Ce que la Réforme protestante nous apprend sur les révolutions techniques

GENEVE – Il y aura 500 ans cette semaine, un prêtre peu connu, enseignant de théologie à l’université, entreprenait une action remarquable pour son époque : il a cloué une pétition sur une porte, appelant à un débat universitaire sur le commerce des “indulgences” par l’église catholique – la promesse de passer moins de temps au purgatoire en échange d’une somme d’argent.


Il est largement reconnu aujourd’hui que les “95 thèses” de Luther qu’il avait affiché sur la porte de l’église du château de Wittenberg en Allemagne (il en avait simultanément adressé une copie à son supérieur, la cardinal Albrecht von Brandenburg) ont déclanché la Réforme protestante. En moins d’un an Luther est devenu l’un des personnages les plus célèbres d’Europe. Ses idées ont remis en question non seulement une coutume de l’Eglise et l’autorité du pape, mais aussi la relation de l’Homme avec Dieu. Elles ont remodelé le pouvoir et l’identité de l’Eglise, au point que ses effets se font sentir encore aujourd’hui.

Pourquoi les idées de Luther ont-elles pris une telle importance ? Depuis des siècles les appels à réformer l’Eglise se succédaient. Ainsi que le dit l’historien Diarmaid MacCulloch dans son livre A History of Christianity: The First Three Thousand Years [Une Histoire du christianisme : les trois premiers millénaires], les deux siècles qui ont précédé Luther ont été marqués par une contestation quasi permanente de la suprématie du pape en matière de philosophie, de théologie et de politique. Comment se fait-il que les préoccupations d’un théologien de second ordre en Saxe ont conduit à une révolte religieuse et politique d’une telle ampleur ?

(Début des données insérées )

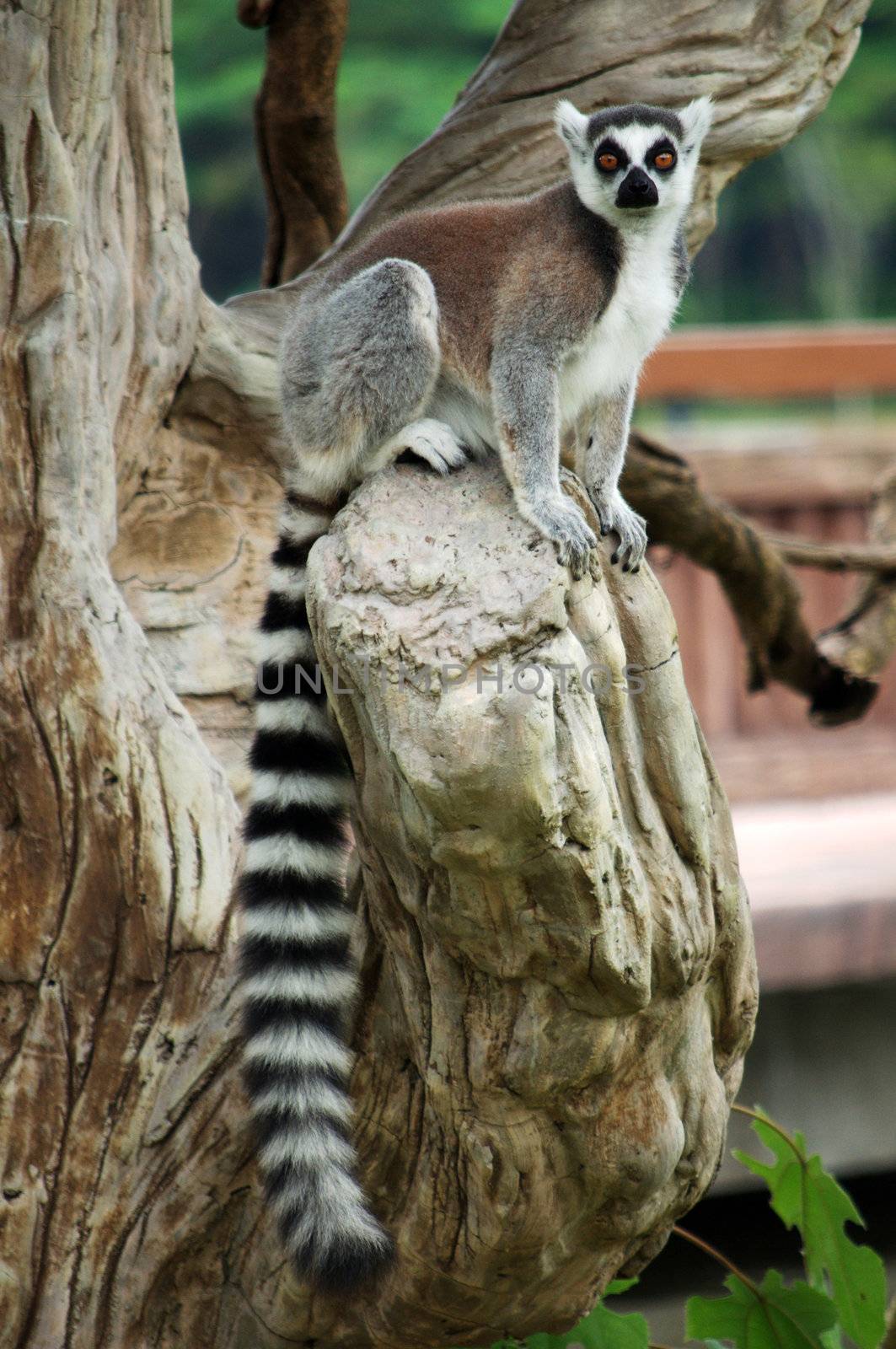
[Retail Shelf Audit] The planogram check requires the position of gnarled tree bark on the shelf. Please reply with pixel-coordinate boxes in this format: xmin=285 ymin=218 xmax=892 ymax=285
xmin=0 ymin=0 xmax=865 ymax=1349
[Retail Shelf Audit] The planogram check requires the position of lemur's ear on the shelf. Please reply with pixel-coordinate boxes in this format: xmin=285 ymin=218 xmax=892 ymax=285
xmin=679 ymin=96 xmax=714 ymax=150
xmin=553 ymin=99 xmax=588 ymax=155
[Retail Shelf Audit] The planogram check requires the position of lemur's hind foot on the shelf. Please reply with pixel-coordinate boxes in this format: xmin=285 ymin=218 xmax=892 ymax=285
xmin=384 ymin=417 xmax=467 ymax=475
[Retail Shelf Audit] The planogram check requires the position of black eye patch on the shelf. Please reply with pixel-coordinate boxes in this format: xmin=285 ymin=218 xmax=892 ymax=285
xmin=593 ymin=137 xmax=631 ymax=177
xmin=644 ymin=137 xmax=679 ymax=173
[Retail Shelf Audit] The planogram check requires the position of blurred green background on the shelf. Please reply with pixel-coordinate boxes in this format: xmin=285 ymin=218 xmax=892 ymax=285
xmin=173 ymin=0 xmax=896 ymax=322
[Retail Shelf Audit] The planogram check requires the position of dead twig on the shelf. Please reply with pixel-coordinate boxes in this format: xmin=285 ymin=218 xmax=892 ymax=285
xmin=622 ymin=433 xmax=877 ymax=726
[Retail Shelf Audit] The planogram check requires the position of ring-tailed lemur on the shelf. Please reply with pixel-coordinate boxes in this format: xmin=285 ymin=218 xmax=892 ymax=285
xmin=240 ymin=99 xmax=711 ymax=1288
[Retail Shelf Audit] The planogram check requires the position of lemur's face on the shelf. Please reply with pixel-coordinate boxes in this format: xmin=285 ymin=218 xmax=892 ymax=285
xmin=556 ymin=99 xmax=712 ymax=227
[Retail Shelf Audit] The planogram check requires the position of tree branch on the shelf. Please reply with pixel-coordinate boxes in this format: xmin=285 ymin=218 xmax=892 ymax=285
xmin=819 ymin=472 xmax=896 ymax=679
xmin=238 ymin=0 xmax=348 ymax=286
xmin=622 ymin=433 xmax=877 ymax=726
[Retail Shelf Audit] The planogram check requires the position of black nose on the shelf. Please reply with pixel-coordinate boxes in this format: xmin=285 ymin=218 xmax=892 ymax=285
xmin=617 ymin=169 xmax=660 ymax=207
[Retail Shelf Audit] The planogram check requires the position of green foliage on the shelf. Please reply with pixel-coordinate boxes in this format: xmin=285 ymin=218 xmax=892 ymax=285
xmin=734 ymin=1111 xmax=887 ymax=1349
xmin=456 ymin=1106 xmax=887 ymax=1349
xmin=173 ymin=0 xmax=896 ymax=310
xmin=685 ymin=1270 xmax=837 ymax=1349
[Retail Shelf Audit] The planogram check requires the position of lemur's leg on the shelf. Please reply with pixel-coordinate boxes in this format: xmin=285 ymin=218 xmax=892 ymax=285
xmin=580 ymin=384 xmax=647 ymax=572
xmin=491 ymin=346 xmax=598 ymax=576
xmin=282 ymin=258 xmax=464 ymax=497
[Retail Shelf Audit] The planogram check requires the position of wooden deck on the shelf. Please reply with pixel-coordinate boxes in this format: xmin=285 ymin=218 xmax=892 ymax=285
xmin=734 ymin=792 xmax=896 ymax=992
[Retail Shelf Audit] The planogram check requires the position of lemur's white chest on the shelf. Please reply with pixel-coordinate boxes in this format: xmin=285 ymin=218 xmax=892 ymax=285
xmin=560 ymin=231 xmax=678 ymax=422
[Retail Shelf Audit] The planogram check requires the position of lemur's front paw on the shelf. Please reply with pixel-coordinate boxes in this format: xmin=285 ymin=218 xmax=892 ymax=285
xmin=536 ymin=497 xmax=598 ymax=580
xmin=395 ymin=417 xmax=467 ymax=474
xmin=588 ymin=490 xmax=647 ymax=572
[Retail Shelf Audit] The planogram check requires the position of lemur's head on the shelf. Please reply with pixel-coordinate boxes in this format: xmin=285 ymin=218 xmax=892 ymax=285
xmin=556 ymin=99 xmax=712 ymax=224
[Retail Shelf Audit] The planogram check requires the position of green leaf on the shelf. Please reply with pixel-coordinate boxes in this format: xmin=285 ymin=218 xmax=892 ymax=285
xmin=685 ymin=1270 xmax=837 ymax=1349
xmin=734 ymin=1117 xmax=887 ymax=1349
xmin=492 ymin=1279 xmax=651 ymax=1349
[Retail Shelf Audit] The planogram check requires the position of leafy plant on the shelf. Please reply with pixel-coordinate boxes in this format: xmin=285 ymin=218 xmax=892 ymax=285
xmin=456 ymin=1106 xmax=887 ymax=1349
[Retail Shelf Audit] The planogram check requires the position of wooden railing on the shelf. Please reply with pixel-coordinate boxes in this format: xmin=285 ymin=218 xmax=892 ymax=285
xmin=638 ymin=324 xmax=896 ymax=400
xmin=638 ymin=324 xmax=896 ymax=800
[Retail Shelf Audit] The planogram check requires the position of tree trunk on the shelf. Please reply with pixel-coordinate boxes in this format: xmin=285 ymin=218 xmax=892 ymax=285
xmin=0 ymin=0 xmax=864 ymax=1349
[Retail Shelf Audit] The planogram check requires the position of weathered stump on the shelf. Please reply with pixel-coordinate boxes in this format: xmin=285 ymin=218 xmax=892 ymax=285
xmin=287 ymin=465 xmax=756 ymax=1349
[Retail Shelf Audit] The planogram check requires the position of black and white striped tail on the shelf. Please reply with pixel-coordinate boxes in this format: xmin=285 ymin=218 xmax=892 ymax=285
xmin=240 ymin=497 xmax=393 ymax=1291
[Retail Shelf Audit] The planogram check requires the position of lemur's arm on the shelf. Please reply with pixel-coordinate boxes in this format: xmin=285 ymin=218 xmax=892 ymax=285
xmin=579 ymin=380 xmax=647 ymax=572
xmin=490 ymin=339 xmax=597 ymax=576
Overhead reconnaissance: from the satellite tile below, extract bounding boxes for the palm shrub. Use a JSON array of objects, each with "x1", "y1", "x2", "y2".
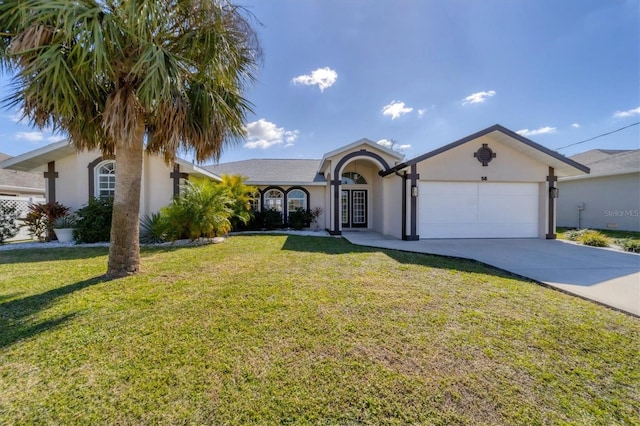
[
  {"x1": 73, "y1": 197, "x2": 113, "y2": 243},
  {"x1": 578, "y1": 230, "x2": 609, "y2": 247},
  {"x1": 23, "y1": 201, "x2": 69, "y2": 241},
  {"x1": 161, "y1": 180, "x2": 234, "y2": 240},
  {"x1": 615, "y1": 238, "x2": 640, "y2": 253},
  {"x1": 140, "y1": 212, "x2": 169, "y2": 244},
  {"x1": 220, "y1": 174, "x2": 258, "y2": 230},
  {"x1": 0, "y1": 203, "x2": 20, "y2": 244}
]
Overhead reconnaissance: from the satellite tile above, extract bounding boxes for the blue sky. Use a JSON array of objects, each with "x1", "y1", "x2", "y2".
[{"x1": 0, "y1": 0, "x2": 640, "y2": 162}]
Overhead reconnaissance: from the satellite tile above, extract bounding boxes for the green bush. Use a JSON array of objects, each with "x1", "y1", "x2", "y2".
[
  {"x1": 615, "y1": 238, "x2": 640, "y2": 253},
  {"x1": 140, "y1": 212, "x2": 169, "y2": 244},
  {"x1": 564, "y1": 229, "x2": 589, "y2": 241},
  {"x1": 0, "y1": 203, "x2": 20, "y2": 244},
  {"x1": 161, "y1": 180, "x2": 234, "y2": 240},
  {"x1": 73, "y1": 197, "x2": 113, "y2": 243},
  {"x1": 289, "y1": 209, "x2": 312, "y2": 230},
  {"x1": 262, "y1": 209, "x2": 283, "y2": 229},
  {"x1": 578, "y1": 230, "x2": 609, "y2": 247},
  {"x1": 23, "y1": 201, "x2": 69, "y2": 241}
]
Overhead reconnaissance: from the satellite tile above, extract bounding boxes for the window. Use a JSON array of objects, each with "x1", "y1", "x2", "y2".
[
  {"x1": 341, "y1": 172, "x2": 367, "y2": 185},
  {"x1": 95, "y1": 160, "x2": 116, "y2": 198},
  {"x1": 249, "y1": 192, "x2": 260, "y2": 212},
  {"x1": 287, "y1": 189, "x2": 307, "y2": 213},
  {"x1": 264, "y1": 189, "x2": 284, "y2": 212}
]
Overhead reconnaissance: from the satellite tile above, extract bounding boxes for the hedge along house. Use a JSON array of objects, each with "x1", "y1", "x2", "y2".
[
  {"x1": 0, "y1": 125, "x2": 589, "y2": 240},
  {"x1": 0, "y1": 140, "x2": 220, "y2": 215},
  {"x1": 207, "y1": 125, "x2": 589, "y2": 240}
]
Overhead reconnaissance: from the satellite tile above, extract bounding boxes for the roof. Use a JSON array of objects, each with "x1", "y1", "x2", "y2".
[
  {"x1": 0, "y1": 139, "x2": 220, "y2": 180},
  {"x1": 381, "y1": 124, "x2": 589, "y2": 176},
  {"x1": 0, "y1": 152, "x2": 44, "y2": 193},
  {"x1": 204, "y1": 158, "x2": 326, "y2": 185},
  {"x1": 318, "y1": 138, "x2": 404, "y2": 171},
  {"x1": 570, "y1": 149, "x2": 640, "y2": 178}
]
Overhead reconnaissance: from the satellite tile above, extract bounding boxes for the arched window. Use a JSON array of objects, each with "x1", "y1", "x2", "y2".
[
  {"x1": 287, "y1": 189, "x2": 307, "y2": 213},
  {"x1": 95, "y1": 160, "x2": 116, "y2": 198},
  {"x1": 341, "y1": 172, "x2": 367, "y2": 185},
  {"x1": 264, "y1": 189, "x2": 284, "y2": 212}
]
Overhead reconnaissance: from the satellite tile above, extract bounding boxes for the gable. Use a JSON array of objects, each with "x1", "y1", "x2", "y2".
[{"x1": 383, "y1": 124, "x2": 589, "y2": 176}]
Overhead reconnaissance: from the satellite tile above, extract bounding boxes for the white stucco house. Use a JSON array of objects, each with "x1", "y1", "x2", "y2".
[
  {"x1": 558, "y1": 149, "x2": 640, "y2": 232},
  {"x1": 0, "y1": 125, "x2": 589, "y2": 240}
]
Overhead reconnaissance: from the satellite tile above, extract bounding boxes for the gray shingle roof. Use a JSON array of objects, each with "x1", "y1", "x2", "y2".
[
  {"x1": 570, "y1": 149, "x2": 640, "y2": 175},
  {"x1": 203, "y1": 159, "x2": 325, "y2": 185},
  {"x1": 0, "y1": 153, "x2": 44, "y2": 192}
]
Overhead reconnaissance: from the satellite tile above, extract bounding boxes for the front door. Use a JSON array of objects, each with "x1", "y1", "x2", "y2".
[{"x1": 341, "y1": 189, "x2": 368, "y2": 228}]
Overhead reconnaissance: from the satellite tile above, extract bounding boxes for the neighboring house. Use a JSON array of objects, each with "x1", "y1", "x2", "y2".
[
  {"x1": 0, "y1": 152, "x2": 44, "y2": 198},
  {"x1": 0, "y1": 125, "x2": 589, "y2": 240},
  {"x1": 0, "y1": 140, "x2": 220, "y2": 215},
  {"x1": 558, "y1": 149, "x2": 640, "y2": 232}
]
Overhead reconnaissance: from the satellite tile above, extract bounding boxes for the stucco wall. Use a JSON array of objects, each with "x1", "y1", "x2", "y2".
[
  {"x1": 418, "y1": 138, "x2": 549, "y2": 182},
  {"x1": 557, "y1": 173, "x2": 640, "y2": 232},
  {"x1": 50, "y1": 151, "x2": 178, "y2": 215}
]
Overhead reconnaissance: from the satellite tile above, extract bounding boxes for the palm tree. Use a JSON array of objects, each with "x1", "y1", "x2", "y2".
[{"x1": 0, "y1": 0, "x2": 261, "y2": 277}]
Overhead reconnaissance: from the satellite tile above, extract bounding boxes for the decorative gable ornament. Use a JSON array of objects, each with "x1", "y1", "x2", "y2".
[{"x1": 473, "y1": 143, "x2": 496, "y2": 167}]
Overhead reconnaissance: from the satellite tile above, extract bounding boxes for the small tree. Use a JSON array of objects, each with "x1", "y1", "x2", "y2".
[
  {"x1": 0, "y1": 203, "x2": 20, "y2": 244},
  {"x1": 24, "y1": 201, "x2": 69, "y2": 241},
  {"x1": 161, "y1": 180, "x2": 234, "y2": 240},
  {"x1": 73, "y1": 197, "x2": 113, "y2": 243},
  {"x1": 220, "y1": 174, "x2": 258, "y2": 230}
]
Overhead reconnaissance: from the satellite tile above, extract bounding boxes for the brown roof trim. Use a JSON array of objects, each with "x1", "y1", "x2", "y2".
[{"x1": 380, "y1": 124, "x2": 589, "y2": 176}]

Les techniques émergentes de l’époque ont joué un rôle essentiel. Quelques décennies avant que Luther ne se lance dans sa contestation, un forgeron allemand du nom de Johannes Gutenberg avait inventé un nouveau système de caractères mobiles qui permettait de reproduire des mots écrits beaucoup plus rapidement et pour moins cher qu’en utilisant des supports en bois plus fragiles.

L’invention de la presse d’imprimerie a été quelque chose de révolutionnaire, car son développement exponentiel a permis la dissémination des idées à grande échelle. En 1455, la “Bible de Gutenberg” était imprimée au rythme d’environ 200 pages par jour, bien plus que la trentaine de pages journalière que pouvaient fournir des scribes bien entraînés. A l’époque de Luther, le rythme d’impression a atteint 1500 pages par jour. Entre 1450 et 1500, l’amélioration des techniques d’imprimerie et la chute des coûts se sont traduites par une hausse spectaculaire de l’accès à l’écrit, bien qu’à en croire les estimations, seulement 6% de la population savait lire et écrire.

Luther a vite compris le potentiel de l’imprimerie pour diffuser son message. Il a choisi pour cela une nouvelle forme d’expression écrite, courte et claire, en allemand, la langue du peuple. Sa traduction de la Bible du grec et de l’hébreu en allemand est sans doute sa contribution la plus durable en terme de diffusion d’idées. Il était déterminé à parler “comme on le fait sur les marchés”, et au cours des décennies suivantes, plus 100 000 copies de sa Bible ont été imprimées à Wittenberg, comparées à peine 180 copies de la Bible en latin de Gutenberg.

Produisant des textes courts et percutants, la nouvelle technique d’impression a transformé radicalement l’imprimerie. Lors de la décennie qui a précédé les thèses de Luther, les imprimeurs de Wittenberg ne publiaient en moyenne que huit livres par an, tous en latin, destinés aux universitaires du lieu. Mais entre 1517 et 1546, année de la mort de Luther, selon l’historien britannique Andrew Pettegree ils ont imprimés en moyenne 91 livres par an et tirés un total de 3 millions d’exemplaires.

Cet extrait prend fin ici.